Feb 07 2010

Scooping Thoughts out of Memory Stream

Published by Forager at 11:57 pm under fireflies in a bottle

Not sure if I am ready to write this … but just so that I won’t forgot some of the thoughts before they are lost to the dark ether.

1. Watched the Coen Brothers’ latest movie, “A Serious Man”. Not sure I really get it, but it certainly isn’t a stranger. While “The Man Who Wasn’t There” reminded me of “The Stranger”, this one feels like reading Dostoevsky’s Underground Man. Or to be more precise, it is the anti-Underground Man that proves the Underground Man’s point. A Serious Man is one that does what the community and the tradition expected of him. He follows the law, trusts the authority and believes in reason. Yet absurd events follows him like air. But what are the Coen’s up against? Conformity? Isn’t that a bit too old a theme? Or Conformity with a Jewish twist?

2. Talking about the Underground Man: I didn’t know one can write a novel like that. The first part is a manifesto of some sort. It reminded me of an encounter about ten years ago. We just bought the house and decided to replace the carpet on the main floor. So I was at home in this empty space, it was a sunny afternoon and I had the whole afternoon off. Then came with this young carpet guy. He was an unusually energetic guy and very talkative. We started chatting about carpets, house, cabinets, etc. But before long the topic wandered into the Bible and his born-again experience. The whole setting just struck me as somewhat odd and funny: we were both crawling on the floor, him hammering down nails and knifing off carpet edges. In the whole time, he never stopped talking about Jesus and the Gospels! The Underground Man struck me in somewhat a similar way: since I was listening to an audio book on the bus to work, sometimes in the morning, sometimes in the late evening. There was always something on my mind. Then suddenly the voice of a retired, grumpy Russian civil servant, full of anger and spite, rose up in my ear buds and condemning the tyranny of mathematics or lamenting the lack of free will.

3. My Existential anxiety, if there is such a thing, I came to realize, is that how to live with the Irrational. I am a Renaissance Man in many ways, and being a devotee of Reason perhaps defines me more than anything else. Yet that is not how the world operates, nor the history developed or the future is heading. Not long ago, having given up on the Main Street, I still hold on to the thought that Wall Street is a place where reason triumphs. Then the financial crisis hit. Now that the crisis is barely over (but before the European debt crisis fully blooms), the very people who live on mathematics everyday, whose fortune depends on cold-hearted calculation of facts, suddenly refused to recognize what happened and started to become politicians.

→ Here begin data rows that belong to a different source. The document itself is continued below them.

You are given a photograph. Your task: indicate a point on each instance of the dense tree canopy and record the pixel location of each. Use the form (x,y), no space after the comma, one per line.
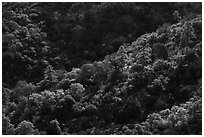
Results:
(102,68)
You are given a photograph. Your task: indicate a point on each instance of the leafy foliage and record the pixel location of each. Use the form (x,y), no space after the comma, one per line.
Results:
(146,85)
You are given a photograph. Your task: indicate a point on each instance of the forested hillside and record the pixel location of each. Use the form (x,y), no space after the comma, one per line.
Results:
(102,68)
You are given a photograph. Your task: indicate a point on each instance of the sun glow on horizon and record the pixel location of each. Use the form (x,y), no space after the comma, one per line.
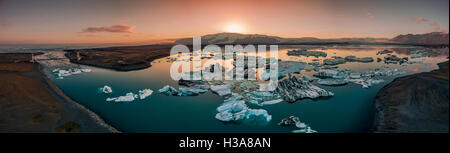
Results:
(235,28)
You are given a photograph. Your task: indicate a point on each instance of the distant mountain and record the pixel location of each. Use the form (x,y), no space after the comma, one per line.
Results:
(237,38)
(434,38)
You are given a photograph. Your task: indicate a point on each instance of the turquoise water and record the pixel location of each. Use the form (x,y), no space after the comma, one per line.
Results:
(350,110)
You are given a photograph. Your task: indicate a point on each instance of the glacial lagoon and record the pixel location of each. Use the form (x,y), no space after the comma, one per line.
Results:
(349,110)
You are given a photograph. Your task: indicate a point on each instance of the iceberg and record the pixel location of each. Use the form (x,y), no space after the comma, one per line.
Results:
(106,89)
(145,93)
(295,88)
(294,120)
(355,75)
(329,73)
(334,61)
(60,73)
(129,97)
(357,59)
(234,109)
(306,130)
(332,82)
(187,92)
(270,102)
(168,90)
(221,90)
(384,52)
(304,52)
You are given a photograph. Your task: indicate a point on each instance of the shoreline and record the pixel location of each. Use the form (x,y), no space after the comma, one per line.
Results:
(421,108)
(64,99)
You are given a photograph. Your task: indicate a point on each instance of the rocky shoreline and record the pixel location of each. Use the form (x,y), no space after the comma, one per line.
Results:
(30,102)
(414,103)
(102,126)
(125,58)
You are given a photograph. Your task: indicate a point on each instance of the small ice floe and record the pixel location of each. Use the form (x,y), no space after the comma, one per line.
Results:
(306,130)
(221,90)
(61,73)
(187,92)
(262,98)
(145,93)
(106,89)
(294,120)
(332,82)
(168,90)
(270,102)
(366,83)
(234,109)
(129,97)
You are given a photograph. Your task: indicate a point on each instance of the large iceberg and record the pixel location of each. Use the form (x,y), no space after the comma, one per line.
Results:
(106,89)
(61,73)
(332,82)
(168,90)
(187,92)
(295,88)
(221,90)
(293,120)
(145,93)
(234,109)
(129,97)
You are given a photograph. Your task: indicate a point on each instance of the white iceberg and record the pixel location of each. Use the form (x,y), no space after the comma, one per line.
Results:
(145,93)
(221,90)
(168,90)
(234,109)
(129,97)
(60,73)
(106,89)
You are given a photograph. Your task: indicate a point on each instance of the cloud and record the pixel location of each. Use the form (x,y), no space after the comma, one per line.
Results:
(419,20)
(114,29)
(6,22)
(370,15)
(436,27)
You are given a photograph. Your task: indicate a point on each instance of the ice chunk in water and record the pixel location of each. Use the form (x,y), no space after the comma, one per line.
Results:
(145,93)
(106,89)
(168,90)
(221,90)
(129,97)
(234,108)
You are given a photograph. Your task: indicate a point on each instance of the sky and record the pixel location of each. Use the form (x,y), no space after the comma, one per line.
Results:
(139,21)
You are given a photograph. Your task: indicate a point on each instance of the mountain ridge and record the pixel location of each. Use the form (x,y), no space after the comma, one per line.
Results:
(434,38)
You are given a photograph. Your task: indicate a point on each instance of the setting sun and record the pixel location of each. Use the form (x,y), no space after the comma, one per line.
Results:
(235,28)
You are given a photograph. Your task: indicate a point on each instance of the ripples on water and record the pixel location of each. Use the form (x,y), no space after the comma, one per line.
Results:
(350,110)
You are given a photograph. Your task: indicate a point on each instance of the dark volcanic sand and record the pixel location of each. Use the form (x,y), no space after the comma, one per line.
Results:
(415,103)
(124,58)
(29,102)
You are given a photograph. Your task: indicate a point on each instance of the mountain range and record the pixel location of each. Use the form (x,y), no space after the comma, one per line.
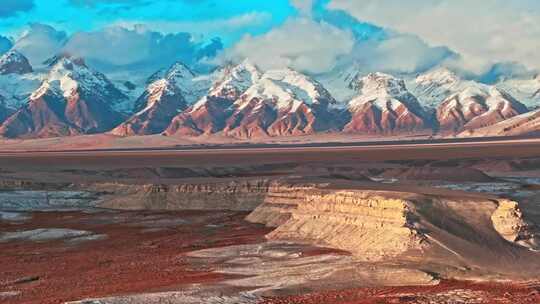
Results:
(67,97)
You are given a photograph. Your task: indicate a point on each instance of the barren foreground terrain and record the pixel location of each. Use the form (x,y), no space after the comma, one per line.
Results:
(389,223)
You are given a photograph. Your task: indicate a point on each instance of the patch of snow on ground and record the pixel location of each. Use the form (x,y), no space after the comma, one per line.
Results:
(48,234)
(13,216)
(47,200)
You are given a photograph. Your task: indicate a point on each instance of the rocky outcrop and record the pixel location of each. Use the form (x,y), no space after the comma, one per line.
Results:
(371,226)
(509,222)
(238,196)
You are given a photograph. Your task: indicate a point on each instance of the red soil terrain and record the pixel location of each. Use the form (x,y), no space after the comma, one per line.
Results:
(135,257)
(145,252)
(447,292)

4. Suli wrote about Beidao. I did some Googling and was stunned to find several stories about Beijing No. 4 High during the Cultural Revolution. One of the guys died for the ideal he held true in the jungles of a forsaken land (fighting for Burmese Communist Party). His last letter to his brethren back home was an extraordinary mixture of self-denial and self-consciousness, each with the kind of clarity that can be ascribed to a martyr or an Existentialist. He seems to marvel at the fact that he’s able to face death everyday. And I marveled at the fact that this very choice of his (i.e. facing death everyday) is sustained by a faith he’s willing to test, with his own life and he knows it! Apparently, he’s never read Kierkegaard. (keywords: 张玉海,四中,缅共)

5. I also wrote to Suli about my own ambivalence toward “universality” of humanity. There is nothing specific to that thought since I don’t even know how to articulate either way. But a conversation with a lady in her mid-50s (about 10 years older than us) really changed a lot of my thinking. It is a long story about her living with her university professors parents on a bug-infested island during the Re-education Campaign. Not sure I can write everything down. But what struck me was how “humanity” takes different shapes in different places. In China, for example, people did find all kinds of ways to “process” absurdity imposed upon them. They didn’t internalize the absurdity as some assumed a docile Chinese People would under a suppressive power. Nor did they reject it. They just found ways to live with it, however ridiculous a situation they found themselves in. In so doing, they created subtle and non-subtle ways to express themselves: being creatively conforming is in itself an art of living. A some kind of “humanity”.  It is getting late now. And I am sure I will get back to this topic sooner or later. It is one of those most recent revelations.